More Quarter Panel Prep

I'm continuing with the preparation for the new left quarter panel.  I have most of the old metal removed, with the exception of a couple tough spots.  I have a couple of pictures.  First up, is near the roof, where I have the spot welds cut and sanded down smooth.

You can see where I've cut some of the roof out to make room to work.  The roof skin overlaps the quarter panels, so I have to have it out of the way right now.  Doesn't really matter, because the whole roof skin has to be replaced anyway.  As long as I don't disturb the structure of the unit-body, I'm OK.

Next up, I'll show you some problem areas.  The window frame is kind of a bitch.  I really don't want to screw it up, or the glass won't fit back into the hole!  You can see where there's a stubborn piece still hanging on.  I will likely remove that carefully using a roloc sanding disk and die grinder.

You can also see some bending and warping of that lip.  I'll fix that with some hammer and dolly action.  Shouldn't be a big deal.

Now, the other problem area is a real tight spot on the rear panel.  I'm not 100% sure how I'll handle this, but it will probably take a small grinding stone in a rotary tool to get in there without dicking up the good panels.  Tricky, but do-able.

I wanted to share pictures of the tools I've been using to cut the spot welds.  For most of the work I've done so far, I've been using this Harbor Freight spot weld cutter.  It actually works pretty well.  However, it doesn't take long for that center pin to start to wobble, which makes cutting a certifiable bitch.  On the plus side, when you wear one set of teeth out, you can reverse the cutter and keep on going.

I got tired of the wobbling, which was getting to the point that I would've been better off with a grinding wheel.  So, I asked the body supply place down the street if they had any good tools.  They did.  I decided to try this little beauty:

This is a sort of stubby 8mm brad-point bit.  Why metric?  I have no friggin' idea.  But it's easier to steer, cuts a hair faster and doesn't wobble a bit.  The bit is also 2-sided, so you can flip it once one side is dulled.

Bad part?  The new bit is $22.  The Harbor Freight cutter is $5.  But if it makes my job easier, then it's worth it.  I'm finding that some cheaper "short cuts" just aren't worth the headache.

So, I probably have another weekend's worth of work before I can start fitting that quarter panel and wheel house.  But I'm pretty happy with how this is moving along.

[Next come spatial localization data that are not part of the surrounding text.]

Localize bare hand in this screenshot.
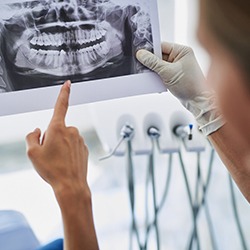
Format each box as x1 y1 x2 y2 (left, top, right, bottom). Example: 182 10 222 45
26 81 89 193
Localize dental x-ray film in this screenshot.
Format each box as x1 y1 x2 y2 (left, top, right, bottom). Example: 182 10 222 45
0 0 165 116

I will be picking up a pneumatic punch/flange tool as soon as I have this prep work done.  That's going to pay for itself on these quarter panels and wheel houses.

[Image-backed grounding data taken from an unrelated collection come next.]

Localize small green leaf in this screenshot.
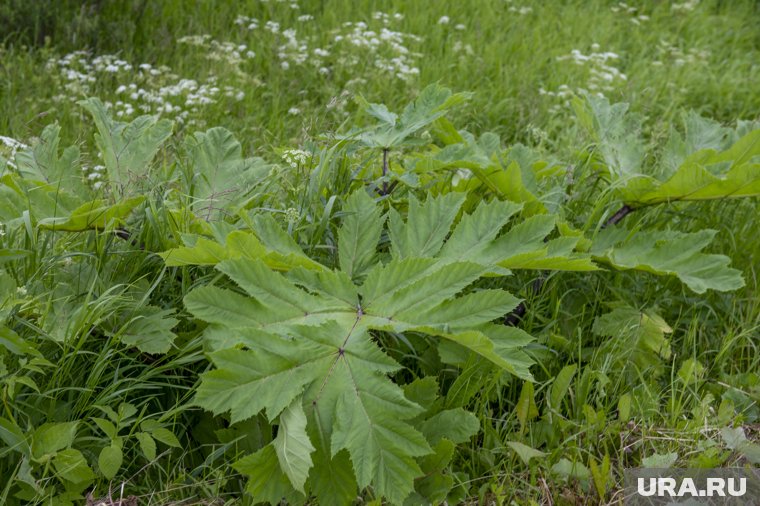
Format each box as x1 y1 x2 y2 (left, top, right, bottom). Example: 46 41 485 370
150 427 181 448
642 452 678 468
91 417 117 439
551 458 591 482
274 399 315 493
135 432 157 461
506 441 546 465
54 448 96 484
589 454 611 498
549 364 577 412
618 394 632 421
98 444 123 479
677 358 705 385
516 382 539 433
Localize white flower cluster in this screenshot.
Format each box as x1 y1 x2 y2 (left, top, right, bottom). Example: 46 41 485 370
284 207 300 224
234 14 260 30
0 222 5 237
610 1 650 25
178 35 255 66
452 41 475 57
47 51 246 125
542 45 627 112
47 51 134 97
336 18 422 81
671 0 699 12
281 149 311 168
507 5 533 15
0 135 28 169
82 164 106 190
234 10 421 82
652 40 710 67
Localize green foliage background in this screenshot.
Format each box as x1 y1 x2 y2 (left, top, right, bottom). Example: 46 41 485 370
0 1 759 504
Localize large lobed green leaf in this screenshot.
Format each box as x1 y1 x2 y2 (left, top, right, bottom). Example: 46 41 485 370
185 192 558 504
183 127 271 220
80 97 173 190
591 227 744 293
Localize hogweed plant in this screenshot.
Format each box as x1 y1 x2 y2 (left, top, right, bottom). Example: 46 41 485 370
0 82 758 504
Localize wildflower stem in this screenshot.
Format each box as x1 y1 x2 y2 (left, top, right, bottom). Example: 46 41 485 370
603 204 633 228
382 148 389 195
506 203 635 326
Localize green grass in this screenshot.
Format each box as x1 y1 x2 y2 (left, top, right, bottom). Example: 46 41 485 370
1 1 760 504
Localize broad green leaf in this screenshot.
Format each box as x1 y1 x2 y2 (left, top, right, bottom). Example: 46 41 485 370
53 448 95 484
159 236 229 266
661 111 732 174
402 377 440 413
591 227 744 293
412 439 456 504
592 305 672 378
618 154 760 207
187 197 553 503
98 444 123 479
117 305 178 354
274 399 315 492
38 196 145 232
677 358 705 385
338 190 384 280
485 160 546 213
720 427 760 464
118 402 138 420
31 421 78 460
14 124 85 195
0 416 29 456
0 325 38 355
573 94 644 178
351 84 471 149
184 127 270 220
419 408 479 445
80 98 172 189
234 444 306 505
506 441 546 465
488 215 598 271
160 226 324 270
389 193 465 259
308 442 357 506
438 199 522 263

One other quick note:  I have started looking into those Lord body adhesives.  I keep hearing really good things about them, and I may try to incorporate them on some of the more difficult sections of the quarters.  I need to do some more reading and shopping around, but it sounds like the new stuff is as strong or stronger than welding.  Sounds silly, but there's some good evidence out there.

I also ran into "Mag Daddy", who make these very interesting fasteners.  I apologize for the horrible music after the link.  Don't they tell web designers these days not to do that anymore???

I'm particularly interested in the glue-in fasteners for door panels and such.  Door panels are such an uholy bitch.  I've never been able to do anything but wreck them, even being super careful.  The mag daddy's look like a great alternative.